Think the Greek myths are dry and dull? Try seeing them brought to life in a glistening pool of water, set into the stage just yards from your feet. Mary Zimmerman’s play Metamorphoses does just that, transforming old into new while retaining all of the humor, pathos, and truths of Ovid’s original stories, originally crafted over two thousand years ago.
Ovid’s stories themselves explore transformation in many guises and of many natures: that the gods decree Midas’s touch to transform all into gold; or that they likewise are themselves transformed from their self-images into something less impressive. This latter alteration is hilariously depicted in the now-famous scene of a teenage celebrity Phaeton describing his joy-ride in Dad’s chariot to his therapist. Each quick scene—the play explores roughly a dozen of Ovid’s stories in all—calls up another approach and another metamorphoses to consider. By updating the tales to modern days, certain aspects of the gods’ roles shift in unexpected and often amusing ways: Hermes, the messenger of the gods, changes from fleet-footed, winged-helmeted youth into a bike messenger, and Midas becomes the ultimate corporate businessman.

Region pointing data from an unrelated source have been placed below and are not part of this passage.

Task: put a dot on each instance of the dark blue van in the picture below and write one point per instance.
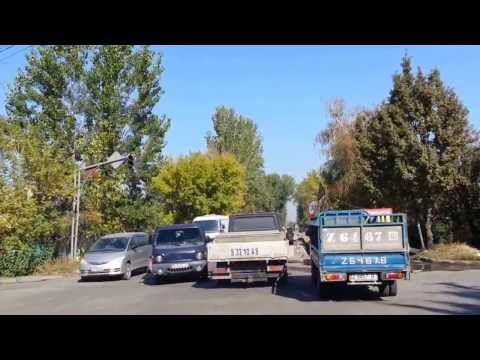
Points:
(179, 249)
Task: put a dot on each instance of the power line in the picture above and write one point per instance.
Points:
(6, 48)
(15, 53)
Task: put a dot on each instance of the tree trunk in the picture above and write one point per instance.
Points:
(428, 229)
(451, 231)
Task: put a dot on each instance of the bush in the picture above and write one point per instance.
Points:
(23, 260)
(58, 267)
(453, 251)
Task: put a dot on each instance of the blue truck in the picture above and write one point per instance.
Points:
(356, 248)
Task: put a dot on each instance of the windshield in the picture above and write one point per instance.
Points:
(110, 244)
(179, 236)
(208, 226)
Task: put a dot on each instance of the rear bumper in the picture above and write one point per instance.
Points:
(165, 269)
(246, 271)
(381, 277)
(112, 272)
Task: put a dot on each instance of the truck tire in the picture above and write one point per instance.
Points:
(324, 290)
(314, 272)
(284, 278)
(384, 289)
(223, 282)
(393, 288)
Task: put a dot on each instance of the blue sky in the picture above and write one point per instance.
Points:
(284, 89)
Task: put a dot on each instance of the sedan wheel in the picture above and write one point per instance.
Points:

Other mortals and gods you’ll discover within the play include the tragic lovers Orpheus and Euridice (in two different approaches, one of them drawn from Rainer Maria Rilke); the desperately hungry Erysichthon; the incestuous Cinyras and his daughter Myrrha, punished by Aphrodite for failing to select a suitor; and happy couple Eros and Psyche.
Perfectly suited for Playhouse in the Park’s proscenium thrust stage, which will put the audience just feet from the water-filled pool central to the play’s set, Metamorphoses is a captivating enchantment, full of quirky imagery and creativity. The pool itself fills many roles: Californian swimming pool, limpid pond, raging sea, luxurious bed. (Those seated ion the front row be warned: you may be a little damp by the end of the evening.) A small cast in which each actor takes on several roles adds to the atmosphere of change on the stage, and helps create an intimate feeling even in a larger theatre.
Metamorphoses runs about ninety minutes and does contain nudity, mild adult language and sexual references, though student matinee performances will alter one scene that contains full male nudity. This play has been performed across the country to the highest acclaim and is ideal for adults and mature teens.